Economie

De externe coach en automatisch gedrag

Onderwijsgevenden en leidinggevenden in het onderwijs zijn hoogopgeleide professionals. Samen werken ze in een bij uitstek coachende organisatie: de hele dag zijn hun inspanningen immers gericht op het ondersteunen van het leerproces. Wat kan een externe coach deze mensen op het vlak van coaching dan nog bieden? Toch schakelen onderwijsinstellingen regelmatig specialisten in.

Jan Visser
2 March 2006 11:22Gewijzigd op 14 November 2020 03:31
…trainingen buiten de deur…
…trainingen buiten de deur…

Het bekendste voorbeeld van begeleiding van buiten is de reeds ingeburgerde trainer of cursusaanbieder, die al of niet op de hei een deel van de docenten of het management aanvullende kennis of vaardigheden bijbrengt. Daarbij kan gedacht worden aan trainingen op het gebied van onderwijsvernieuwing, persoonlijke ontwikkeling, teamontwikkeling en verandermanagement. Doel van de trainingen is uiteindelijk dat de resultaten daarvan in de praktijk zichtbaar worden.Dit is niet altijd het geval. Dat komt simpelweg doordat alles wat we met elkaar afspreken op het gebied van toepassing, houding en attitudeverandering behoort tot de 7 procent bewust gedrag. Oftewel alles wat in visie- en missieverhalen, beleidsnotities en handelingsplannen wordt neergelegd.

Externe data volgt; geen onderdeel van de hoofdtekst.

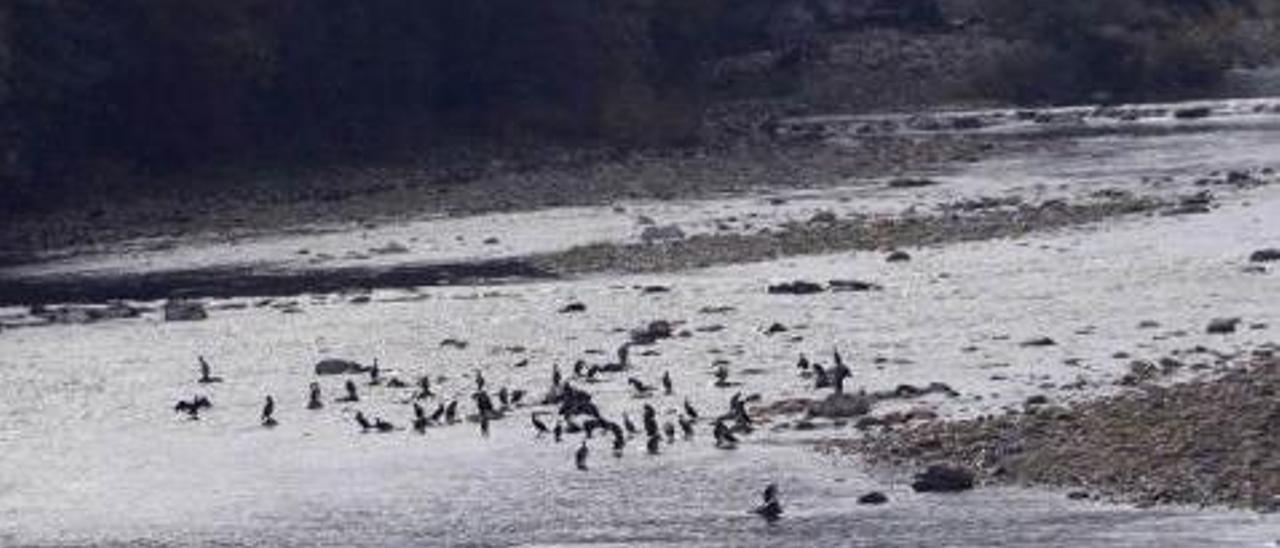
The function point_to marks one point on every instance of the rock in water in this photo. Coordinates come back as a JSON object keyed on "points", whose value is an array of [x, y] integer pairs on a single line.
{"points": [[1223, 325], [178, 310], [663, 233], [799, 287], [841, 406], [334, 366], [873, 498], [1265, 255], [944, 479]]}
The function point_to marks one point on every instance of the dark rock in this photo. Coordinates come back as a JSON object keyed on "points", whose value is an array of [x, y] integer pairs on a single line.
{"points": [[574, 307], [1192, 113], [944, 479], [776, 328], [334, 366], [1267, 255], [456, 343], [1223, 325], [853, 284], [823, 218], [654, 332], [798, 287], [873, 498], [906, 182], [841, 406], [178, 310]]}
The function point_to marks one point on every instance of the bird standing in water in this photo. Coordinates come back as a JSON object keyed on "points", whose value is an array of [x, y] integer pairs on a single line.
{"points": [[580, 456], [205, 377], [314, 397], [269, 411], [771, 510]]}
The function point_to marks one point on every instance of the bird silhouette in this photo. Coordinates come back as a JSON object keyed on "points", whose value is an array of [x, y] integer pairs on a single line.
{"points": [[269, 411], [580, 456], [771, 510]]}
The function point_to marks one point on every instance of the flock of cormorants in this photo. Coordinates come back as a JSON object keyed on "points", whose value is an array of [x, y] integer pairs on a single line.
{"points": [[575, 410]]}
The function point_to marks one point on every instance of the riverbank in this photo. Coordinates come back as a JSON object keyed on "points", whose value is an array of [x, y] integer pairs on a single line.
{"points": [[1210, 442]]}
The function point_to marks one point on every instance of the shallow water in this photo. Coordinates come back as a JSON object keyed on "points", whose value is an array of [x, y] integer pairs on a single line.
{"points": [[91, 452]]}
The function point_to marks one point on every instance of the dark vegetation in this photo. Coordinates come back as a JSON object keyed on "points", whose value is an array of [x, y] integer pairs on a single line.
{"points": [[1111, 50], [99, 96]]}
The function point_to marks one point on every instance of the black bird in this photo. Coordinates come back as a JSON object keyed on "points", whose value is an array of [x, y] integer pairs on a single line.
{"points": [[618, 441], [205, 377], [439, 412], [821, 378], [641, 388], [725, 439], [840, 373], [771, 510], [686, 425], [424, 388], [419, 418], [721, 377], [314, 397], [539, 425], [193, 406], [362, 421], [690, 410], [580, 456], [451, 412], [351, 393], [652, 444], [629, 424], [650, 421], [268, 411], [484, 405]]}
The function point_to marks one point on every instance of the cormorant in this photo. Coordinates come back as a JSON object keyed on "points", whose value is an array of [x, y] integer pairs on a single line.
{"points": [[580, 456], [351, 393], [690, 410], [268, 411], [771, 510], [539, 425], [205, 377], [314, 397]]}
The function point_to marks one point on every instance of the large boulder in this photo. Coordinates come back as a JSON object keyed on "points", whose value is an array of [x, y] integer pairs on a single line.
{"points": [[944, 479], [181, 310], [334, 366]]}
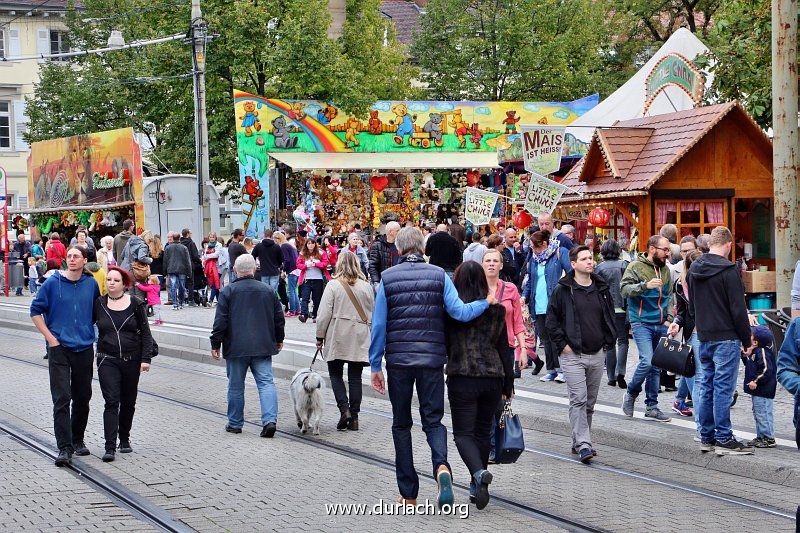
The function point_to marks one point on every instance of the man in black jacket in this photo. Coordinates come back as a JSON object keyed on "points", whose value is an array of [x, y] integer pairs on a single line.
{"points": [[194, 257], [443, 250], [178, 267], [513, 259], [270, 257], [249, 326], [383, 253], [235, 249], [716, 302], [582, 339]]}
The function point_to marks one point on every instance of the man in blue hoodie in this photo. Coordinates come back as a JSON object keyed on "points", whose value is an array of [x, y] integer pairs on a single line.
{"points": [[63, 313]]}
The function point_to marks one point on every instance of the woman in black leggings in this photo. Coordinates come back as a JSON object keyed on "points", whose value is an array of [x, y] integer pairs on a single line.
{"points": [[478, 376], [124, 350]]}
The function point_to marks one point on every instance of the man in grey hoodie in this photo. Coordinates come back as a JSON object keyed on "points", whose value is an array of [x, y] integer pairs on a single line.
{"points": [[475, 250]]}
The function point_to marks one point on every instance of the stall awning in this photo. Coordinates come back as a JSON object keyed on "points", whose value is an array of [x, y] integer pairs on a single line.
{"points": [[385, 161]]}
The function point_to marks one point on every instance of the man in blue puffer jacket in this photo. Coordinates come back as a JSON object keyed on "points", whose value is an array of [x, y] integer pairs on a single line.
{"points": [[63, 313], [408, 329], [789, 369]]}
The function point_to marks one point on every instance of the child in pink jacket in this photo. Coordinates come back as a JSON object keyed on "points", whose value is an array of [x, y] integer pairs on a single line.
{"points": [[153, 291]]}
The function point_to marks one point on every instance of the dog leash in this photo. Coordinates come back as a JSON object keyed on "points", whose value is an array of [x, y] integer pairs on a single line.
{"points": [[313, 359]]}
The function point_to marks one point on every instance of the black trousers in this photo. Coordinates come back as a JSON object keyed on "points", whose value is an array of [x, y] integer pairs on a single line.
{"points": [[119, 381], [311, 290], [472, 405], [336, 373], [550, 355], [70, 382]]}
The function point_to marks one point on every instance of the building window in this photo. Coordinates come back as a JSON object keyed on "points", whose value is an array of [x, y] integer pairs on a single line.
{"points": [[692, 217], [58, 44], [5, 125]]}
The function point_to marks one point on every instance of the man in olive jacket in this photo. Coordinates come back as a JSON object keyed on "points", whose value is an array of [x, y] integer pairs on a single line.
{"points": [[248, 325]]}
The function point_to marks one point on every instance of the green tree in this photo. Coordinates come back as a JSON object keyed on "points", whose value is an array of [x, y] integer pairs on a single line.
{"points": [[741, 57], [520, 49], [274, 48]]}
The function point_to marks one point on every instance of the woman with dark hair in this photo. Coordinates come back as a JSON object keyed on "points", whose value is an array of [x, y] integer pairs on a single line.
{"points": [[479, 374], [686, 321], [124, 350], [312, 263], [547, 262], [611, 270]]}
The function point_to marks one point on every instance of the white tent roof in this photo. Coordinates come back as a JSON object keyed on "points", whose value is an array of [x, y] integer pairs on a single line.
{"points": [[627, 102], [385, 161]]}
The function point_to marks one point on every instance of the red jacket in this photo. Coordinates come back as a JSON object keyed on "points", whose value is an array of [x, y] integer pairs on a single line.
{"points": [[56, 250], [321, 263]]}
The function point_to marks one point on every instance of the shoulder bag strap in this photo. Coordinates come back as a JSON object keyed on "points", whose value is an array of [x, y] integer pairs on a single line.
{"points": [[359, 309]]}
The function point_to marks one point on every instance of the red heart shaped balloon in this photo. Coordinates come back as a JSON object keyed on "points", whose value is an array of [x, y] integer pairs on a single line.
{"points": [[379, 182]]}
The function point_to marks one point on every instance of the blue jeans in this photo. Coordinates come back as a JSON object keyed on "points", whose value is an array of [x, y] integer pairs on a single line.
{"points": [[430, 393], [177, 288], [291, 291], [646, 337], [762, 413], [272, 281], [261, 367], [720, 363]]}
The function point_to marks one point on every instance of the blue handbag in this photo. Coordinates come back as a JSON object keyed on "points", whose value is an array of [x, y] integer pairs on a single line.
{"points": [[509, 443]]}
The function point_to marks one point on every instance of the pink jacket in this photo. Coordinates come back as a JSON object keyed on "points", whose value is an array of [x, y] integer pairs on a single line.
{"points": [[510, 300], [153, 293], [321, 263]]}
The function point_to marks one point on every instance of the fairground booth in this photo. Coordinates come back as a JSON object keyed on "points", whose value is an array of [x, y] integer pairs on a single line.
{"points": [[699, 168], [92, 180], [308, 162]]}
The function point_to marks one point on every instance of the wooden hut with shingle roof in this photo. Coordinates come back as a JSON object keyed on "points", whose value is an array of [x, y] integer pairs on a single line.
{"points": [[697, 169]]}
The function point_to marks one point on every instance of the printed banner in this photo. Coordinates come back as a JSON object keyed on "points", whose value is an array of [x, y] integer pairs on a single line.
{"points": [[479, 206], [543, 195], [277, 125], [541, 148]]}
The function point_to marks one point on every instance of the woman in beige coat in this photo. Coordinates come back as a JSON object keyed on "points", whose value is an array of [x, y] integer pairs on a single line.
{"points": [[346, 335]]}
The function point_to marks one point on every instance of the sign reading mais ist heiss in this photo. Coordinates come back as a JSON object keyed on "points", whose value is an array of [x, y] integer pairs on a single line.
{"points": [[541, 148]]}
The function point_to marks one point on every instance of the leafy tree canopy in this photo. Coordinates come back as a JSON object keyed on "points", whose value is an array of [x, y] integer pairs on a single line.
{"points": [[274, 48], [521, 49]]}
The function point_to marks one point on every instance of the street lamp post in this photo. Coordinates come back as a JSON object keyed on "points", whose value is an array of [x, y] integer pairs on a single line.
{"points": [[199, 39]]}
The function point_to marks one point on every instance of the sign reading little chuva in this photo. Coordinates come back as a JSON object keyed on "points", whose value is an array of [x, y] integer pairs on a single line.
{"points": [[479, 206], [543, 194], [541, 148], [674, 69]]}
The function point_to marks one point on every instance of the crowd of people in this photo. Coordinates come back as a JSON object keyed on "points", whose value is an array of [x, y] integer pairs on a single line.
{"points": [[423, 304]]}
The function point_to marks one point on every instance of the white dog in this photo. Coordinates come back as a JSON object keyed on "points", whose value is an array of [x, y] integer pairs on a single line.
{"points": [[306, 393]]}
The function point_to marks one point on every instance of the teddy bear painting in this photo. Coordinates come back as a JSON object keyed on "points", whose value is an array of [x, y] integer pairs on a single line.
{"points": [[434, 128], [281, 134], [404, 122], [374, 125], [250, 119], [351, 134]]}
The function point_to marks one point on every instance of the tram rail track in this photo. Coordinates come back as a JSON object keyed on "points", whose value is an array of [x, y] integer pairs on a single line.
{"points": [[519, 507]]}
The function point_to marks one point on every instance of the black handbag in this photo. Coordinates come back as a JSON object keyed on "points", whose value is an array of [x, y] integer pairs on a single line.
{"points": [[509, 443], [674, 356]]}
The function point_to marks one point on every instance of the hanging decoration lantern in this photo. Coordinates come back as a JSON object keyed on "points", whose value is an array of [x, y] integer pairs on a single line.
{"points": [[522, 219], [599, 217]]}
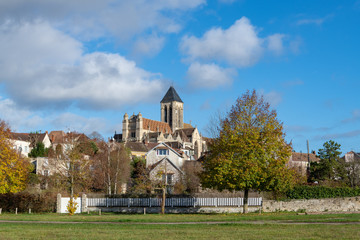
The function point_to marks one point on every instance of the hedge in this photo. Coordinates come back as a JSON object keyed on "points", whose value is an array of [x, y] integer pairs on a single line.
{"points": [[311, 192], [23, 201]]}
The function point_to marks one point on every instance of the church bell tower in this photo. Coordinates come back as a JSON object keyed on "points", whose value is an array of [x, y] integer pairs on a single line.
{"points": [[172, 109]]}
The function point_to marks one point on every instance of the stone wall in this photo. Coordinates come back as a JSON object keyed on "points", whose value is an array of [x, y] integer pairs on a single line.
{"points": [[314, 205], [173, 209]]}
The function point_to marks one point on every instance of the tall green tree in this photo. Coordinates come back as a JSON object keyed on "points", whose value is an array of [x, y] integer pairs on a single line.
{"points": [[39, 151], [14, 169], [250, 151]]}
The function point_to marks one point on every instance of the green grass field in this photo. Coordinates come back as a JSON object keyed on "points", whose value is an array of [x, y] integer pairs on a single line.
{"points": [[252, 226]]}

Waar we in de praktijk tegenaan lopen is de 93 procent onbewust of automatisch gedrag bij onszelf en onze collega’s. Gewoonte, gewenning en innerlijke onzekerheid spelen ons parten bij de uitvoering van goede voornemens. Want ook al is het oude niet altijd even geweldig, het is wel vertrouwd en het biedt bovenal houvast. Dan gaat het om karaktereigenschappen zoals besluiteloosheid, geringe zelfmotivatie en daadkracht, ongeduldigheid, gebrek aan zelfdiscipline en assertiviteit.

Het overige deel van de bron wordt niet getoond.